There are three ingredient sections to this recipe: the dough, the filling, and the soup.

The Dough

This is pretty straightforward for a dumpling wrapper. Take 3 cups of all purpose flour and mix it with 1 cup of hot water. Let it cool enough to knead by hand. Stir until it comes together as a dough. Then knead it for about 7 minutes until the dough springs back at the touch of a finger. Roll it into a mound, cover and wrap with plastic wrap and store it in the refrigerator for at least 30 minutes. You'll find that the dough is much easier to work with after the dough has rested from the manly kneading you've just done to it.

The book's author calls these wrappers "Chinese Wheat-Flour Dumpling Wrappers," and besides these soup dumplings, they can also used for Japanese gyoza, Chinese shu mai (steamed Chinese pork dumplings), and some other Chinese and Korean meat and/or vegetarian filled dumplings.

This amount of dough makes 50 dumpling wrappers, when rolled into a 3/4" long and cut into 3/4" sized pieces. Roll these out circular with a rolling pin. The thinner the edges are, the better.

The Filling

1/2 c. dried shitake mushrooms, rehydrated and diced (stems removed)
1/2 lb ground pork
1 tbsp soy sauce
2 garlic cloves, minced
1 tbsp fresh ginger, finely minced
1 tbsp sesame oil
1 tbsp Chinese red rice wine
pinch of kosher salt (optional)

Mix filling ingredients together in a bowl and refrigerate until ready to use.

The Soup Base

The soup base has the longest prep time with a minimum of 3 hours chilling to allow the soup to set after gelatin has been added. We had a few quarts of already prepared chicken stock from a recent meal, so we didn't have to get any bone-in chicken thighs to make the stock.
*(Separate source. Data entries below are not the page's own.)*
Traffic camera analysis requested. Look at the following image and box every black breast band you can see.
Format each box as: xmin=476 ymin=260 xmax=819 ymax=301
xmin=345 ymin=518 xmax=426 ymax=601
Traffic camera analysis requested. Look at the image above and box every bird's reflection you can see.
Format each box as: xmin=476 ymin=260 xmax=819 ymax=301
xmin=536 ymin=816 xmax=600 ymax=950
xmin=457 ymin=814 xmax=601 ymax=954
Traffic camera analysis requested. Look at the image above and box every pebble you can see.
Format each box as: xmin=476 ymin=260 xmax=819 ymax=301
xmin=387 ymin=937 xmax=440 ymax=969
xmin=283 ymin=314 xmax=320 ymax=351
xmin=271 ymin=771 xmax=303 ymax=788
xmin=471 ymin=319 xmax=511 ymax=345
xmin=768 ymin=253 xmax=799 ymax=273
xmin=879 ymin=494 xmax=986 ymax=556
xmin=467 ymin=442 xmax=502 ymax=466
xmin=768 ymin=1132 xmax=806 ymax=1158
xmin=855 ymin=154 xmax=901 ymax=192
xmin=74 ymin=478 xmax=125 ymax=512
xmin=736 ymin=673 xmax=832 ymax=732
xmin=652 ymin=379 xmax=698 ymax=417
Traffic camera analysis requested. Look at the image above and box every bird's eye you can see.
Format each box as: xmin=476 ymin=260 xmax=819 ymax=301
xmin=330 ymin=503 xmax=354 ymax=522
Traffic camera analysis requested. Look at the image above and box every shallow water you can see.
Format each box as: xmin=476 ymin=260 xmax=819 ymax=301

To the chicken stock (1.5 quarts or 6 cups), these ingredients were added:

1 small smoked bone-in ham hock
2 tbsp green onions, coarsely chopped
2 tbsp fresh ginger, coarsely chopped
1/4 c. Chinese red rice wine
kosher salt, to taste

1 packet of unflavored gelatin powder

Combine soup ingredients in a large pot and bring to a boil. Reduce heat to medium-low and simmer uncovered until the broth has reduced to a third of the original liquid. Strain out the solids. Put the warm soup in a nonmetallic container and sprinkle the gelatin powder on the surface. Let it stand for 10 minutes, or until the gelatin has absorbed some of the liquid and no longer looks powdery. Give it a good stir so that the gelatin dissolves. Cover the container and refrigerate for at least three hours.